From Single-user to Multi-user 3D Content Creation (Issues in Creation, Management, Search and Presentation of Interactive 3D Content)

In many application areas, such as entertainment, social networking or education, there are clear advantages of employing multi-user collaborative virtual environments. Such environments enable users to navigate in a shared virtual space and interact with virtual objects and avatars representing other users [1, 15, 59, 61, 64, 74].

Beyond the advantages of communicating with other users, collaborative virtual environments may help to further reduce the content creation problem. Even with the use of simplified content creation methods, the process of creating complex behavior-rich 3D content is laborious and time consuming. Multi-user environments that allow their users to create content in a social way provide a clear advantage [47]. User-generated content is not only cheaper to develop and maintain but also more authentic and closer to users who invest their time and emotions in the creation process.

However, the development of virtual environments supporting user-generated content meets a natural barrier if users cannot be sure whether they are able to control access to their content. To encourage users to actively participate in content development, it is necessary to assure that: (1) the user content will not be misused in any part; (2) interacting with content populating the environment is safe; (3) author rights to the content will be preserved.

Another level of collaboration between users can be achieved by building federated virtual environments.

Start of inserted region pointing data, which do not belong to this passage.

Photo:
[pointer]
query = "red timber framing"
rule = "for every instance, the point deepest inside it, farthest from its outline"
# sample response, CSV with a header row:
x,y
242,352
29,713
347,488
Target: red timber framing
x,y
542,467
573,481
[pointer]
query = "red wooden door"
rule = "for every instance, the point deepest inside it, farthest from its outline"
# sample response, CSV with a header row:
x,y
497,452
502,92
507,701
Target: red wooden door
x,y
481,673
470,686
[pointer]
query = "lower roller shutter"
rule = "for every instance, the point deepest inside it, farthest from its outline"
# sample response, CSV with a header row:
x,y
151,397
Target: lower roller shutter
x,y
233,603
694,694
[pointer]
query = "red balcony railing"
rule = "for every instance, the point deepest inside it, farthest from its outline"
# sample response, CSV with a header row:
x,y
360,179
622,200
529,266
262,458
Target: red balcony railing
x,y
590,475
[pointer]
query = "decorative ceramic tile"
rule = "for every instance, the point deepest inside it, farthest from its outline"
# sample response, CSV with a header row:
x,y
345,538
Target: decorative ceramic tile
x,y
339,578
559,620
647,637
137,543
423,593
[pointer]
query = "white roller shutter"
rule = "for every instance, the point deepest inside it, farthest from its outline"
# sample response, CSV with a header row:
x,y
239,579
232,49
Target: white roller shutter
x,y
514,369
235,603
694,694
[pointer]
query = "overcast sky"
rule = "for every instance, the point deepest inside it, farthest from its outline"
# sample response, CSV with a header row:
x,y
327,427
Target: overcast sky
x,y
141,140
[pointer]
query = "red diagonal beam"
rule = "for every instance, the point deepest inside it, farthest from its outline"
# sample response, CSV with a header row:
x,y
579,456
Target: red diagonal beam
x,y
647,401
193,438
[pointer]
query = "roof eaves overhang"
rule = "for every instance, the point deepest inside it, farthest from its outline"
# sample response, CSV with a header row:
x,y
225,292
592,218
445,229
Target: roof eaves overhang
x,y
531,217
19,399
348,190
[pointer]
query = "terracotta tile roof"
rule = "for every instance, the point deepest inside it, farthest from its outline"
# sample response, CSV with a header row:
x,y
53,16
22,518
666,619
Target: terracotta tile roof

Federalization of virtual environments enables users of different virtual environments to collaborate and gives access to a broader range of services and up-to-date digital assets coming from different sources [38]. Federated virtual environments are more attractive to users and are able to keep larger communities alive. Technically, federalization enhances scalability, extensibility, capability of specialization of a virtual environment system and the level of data and code reuse [3, 16, 29]. This, however, reinforces the security considerations because of limited control over the heterogeneous, distributed computing infrastructure used for running such federated virtual environments.


Coarse-grained access control and authentication assuring data protection for virtual environments are implemented based on research results in the domains of CAD 3D virtual environments and massively-used virtual worlds. Access control model of the commercial or open source virtual worlds is usually very simple: only few operations from predefined list can be used to form user privileges. In the domain of protecting the rights to data in virtual environments, outputs of research on cryptography and 3D digital watermarking are applied, but they concern only geometry of protected static 3D models, or their compositions that constitute the content of 3D virtual environments.

In modern, interactive, behavior-rich multi-user virtual environments, which are based on user-generated content and run on heterogeneous distributed computing infrastructure, security considerations become of critical importance. Coarse-grained access control and authorization methods cease to be sufficient. Insufficient are also methods of privilege modeling developed so far, which are either geometry-centric with no advanced interaction support or coarse-grained with no flexible privilege modeling capabilities. New methods are required, yet they cannot impose too many restrictions in the phase of creation of users’ objects because modern virtual environments intentionally promote user creativity and sociability. Protection should concern not only geometrical data (3D models), their relationships and structure, classical numeric, text and multimedia data (accessible by a 3D interface of the virtual environment) but also behavioral interactions between objects.